つくづく感心するに、日本経済の地力は凄いものがある。 成熟経済に突入して30年余り、まだなんとかもっている。
なんとかもっているの中には、いつも指摘している国家財政の綱渡りや国の借金だけではない。
いろいろな分野で、いまだに経済も国家財政もピカピカだった頃の鷹揚さが残っている。
たとえば、課税最低限が世界的にみても驚くほど高い。 税金が免除される低所得者の領域が、日本は断トツに大きいのだ。
これだけ国家財政が火の車になっているのだから、より広い裾野の人々にも税負担してもらってもいいはず。
ところが、個人所得税の課税最低限の引き下げなど全く検討されない。
租税特別措置法も同様である。 ほとんどが時限立法なのだが、少しずつ形を変えて期限を過ぎても存続している。
他にも、各種の補助金や外郭団体など既得権というか税優遇というか、そんなものがはびこっている。
そういった合理性を欠く制度や慣習を抜本的に見直せば、財政の負担もそれなりに軽くなる。
また、税金で食っているだけのゾンビ企業や政府系団体を大幅に減らせば、人手不足の解消にもつながる。
それはそのまま、さんざん話題となっている日本の生産性の低さにおいても、一気に挽回できる。
残念ながら、日本の現実は反対方向である。 なにごとにも先延ばしで、抜本的な改革というものには手を付けようとしない。

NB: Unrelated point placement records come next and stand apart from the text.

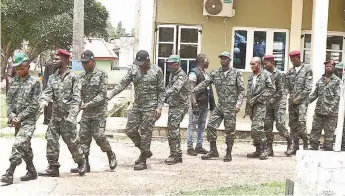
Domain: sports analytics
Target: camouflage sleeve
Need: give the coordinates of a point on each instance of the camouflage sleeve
(123, 84)
(161, 89)
(34, 104)
(241, 90)
(102, 95)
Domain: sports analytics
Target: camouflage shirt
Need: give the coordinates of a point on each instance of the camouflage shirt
(94, 93)
(177, 90)
(64, 92)
(229, 86)
(148, 87)
(22, 98)
(299, 84)
(327, 92)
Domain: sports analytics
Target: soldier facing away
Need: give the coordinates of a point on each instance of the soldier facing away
(22, 109)
(260, 90)
(327, 93)
(64, 91)
(230, 90)
(177, 95)
(299, 81)
(276, 109)
(147, 106)
(94, 105)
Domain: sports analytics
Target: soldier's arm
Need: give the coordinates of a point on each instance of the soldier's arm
(161, 89)
(34, 104)
(102, 95)
(123, 84)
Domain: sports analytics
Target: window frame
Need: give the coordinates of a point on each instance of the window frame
(269, 45)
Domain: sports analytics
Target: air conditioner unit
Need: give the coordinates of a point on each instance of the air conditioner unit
(221, 8)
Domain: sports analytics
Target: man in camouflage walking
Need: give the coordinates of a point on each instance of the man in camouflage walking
(64, 91)
(276, 108)
(147, 106)
(177, 95)
(259, 91)
(327, 93)
(230, 90)
(22, 109)
(94, 105)
(299, 82)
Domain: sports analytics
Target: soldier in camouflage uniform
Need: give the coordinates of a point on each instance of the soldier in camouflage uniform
(147, 106)
(94, 98)
(177, 95)
(327, 93)
(299, 81)
(22, 109)
(276, 108)
(260, 89)
(64, 91)
(230, 90)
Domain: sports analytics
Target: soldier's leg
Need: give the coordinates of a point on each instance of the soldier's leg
(315, 133)
(329, 127)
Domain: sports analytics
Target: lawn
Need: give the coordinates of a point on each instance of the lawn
(274, 188)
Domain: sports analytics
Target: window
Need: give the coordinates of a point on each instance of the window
(334, 46)
(250, 42)
(182, 40)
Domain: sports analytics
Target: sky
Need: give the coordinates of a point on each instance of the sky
(121, 10)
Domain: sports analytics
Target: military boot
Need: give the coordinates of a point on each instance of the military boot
(228, 156)
(8, 177)
(257, 152)
(51, 171)
(31, 174)
(212, 153)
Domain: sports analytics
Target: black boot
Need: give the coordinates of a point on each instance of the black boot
(31, 174)
(212, 153)
(8, 177)
(51, 171)
(228, 156)
(257, 152)
(112, 159)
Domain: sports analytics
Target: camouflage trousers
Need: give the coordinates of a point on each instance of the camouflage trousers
(278, 115)
(93, 128)
(216, 118)
(68, 132)
(328, 124)
(297, 121)
(175, 117)
(258, 121)
(139, 128)
(21, 148)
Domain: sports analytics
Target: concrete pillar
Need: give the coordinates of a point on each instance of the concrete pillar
(318, 45)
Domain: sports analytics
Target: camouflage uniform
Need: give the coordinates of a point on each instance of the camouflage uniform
(64, 92)
(275, 111)
(327, 92)
(299, 86)
(257, 96)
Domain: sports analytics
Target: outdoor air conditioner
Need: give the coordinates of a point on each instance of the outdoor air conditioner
(221, 8)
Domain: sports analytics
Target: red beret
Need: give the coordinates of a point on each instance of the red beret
(294, 53)
(267, 57)
(63, 52)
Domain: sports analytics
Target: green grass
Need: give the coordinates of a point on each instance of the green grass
(274, 188)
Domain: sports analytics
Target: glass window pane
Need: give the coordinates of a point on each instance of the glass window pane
(166, 34)
(335, 42)
(240, 49)
(307, 41)
(279, 43)
(165, 50)
(259, 48)
(189, 35)
(188, 51)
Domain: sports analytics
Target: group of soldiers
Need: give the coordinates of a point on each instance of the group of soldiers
(266, 96)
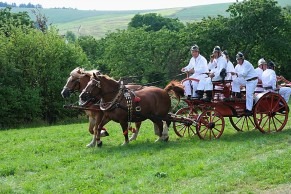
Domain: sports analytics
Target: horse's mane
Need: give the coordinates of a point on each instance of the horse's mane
(80, 72)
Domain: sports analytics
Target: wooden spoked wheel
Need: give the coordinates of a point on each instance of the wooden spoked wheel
(210, 125)
(271, 113)
(186, 128)
(243, 123)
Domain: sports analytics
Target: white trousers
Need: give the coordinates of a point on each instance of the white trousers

そういった決められない、変えられない政治が日本経済の足を引っ張っている。
先に日本経済の地力と書いたが、そういつまでも続かない。 相当に無理を重ねてきているのが現状である。
どこかで、ガタガタと崩れ出すのは避けられまい。 折にふれて書いている、ガラガラポンもあり得る。
そうなった時に、否応なしで突きつけられるのは「自助の努力」である。 なにがあろうと生きていかなければならない。

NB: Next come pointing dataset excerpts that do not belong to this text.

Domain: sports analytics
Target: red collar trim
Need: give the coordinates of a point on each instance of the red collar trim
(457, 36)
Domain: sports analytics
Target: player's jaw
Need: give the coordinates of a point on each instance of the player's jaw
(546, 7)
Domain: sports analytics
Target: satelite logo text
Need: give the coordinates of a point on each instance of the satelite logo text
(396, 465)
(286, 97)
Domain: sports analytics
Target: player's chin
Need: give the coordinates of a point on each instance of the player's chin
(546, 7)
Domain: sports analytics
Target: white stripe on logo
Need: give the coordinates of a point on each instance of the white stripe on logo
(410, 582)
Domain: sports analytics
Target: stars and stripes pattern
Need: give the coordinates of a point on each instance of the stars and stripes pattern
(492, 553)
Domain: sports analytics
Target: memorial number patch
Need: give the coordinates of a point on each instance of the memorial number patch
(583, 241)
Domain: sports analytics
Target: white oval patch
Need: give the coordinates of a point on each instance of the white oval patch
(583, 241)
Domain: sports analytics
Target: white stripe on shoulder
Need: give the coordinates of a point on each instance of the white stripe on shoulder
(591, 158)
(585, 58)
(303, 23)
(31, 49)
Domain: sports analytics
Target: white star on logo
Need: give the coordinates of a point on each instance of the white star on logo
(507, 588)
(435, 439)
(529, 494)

生きていくには、自分で自分の食い扶持を探し求めるしかない。 そんな時になっても、長期投資は大きな味方である。
ちょっと荒っぽいことを書くが、いっそのこと早くガラガラポンになってくれた方が、いいのかもしれない。
それだけ、日本の立て直しを早く始められる。 それも、日本経済の地力が残っている間に。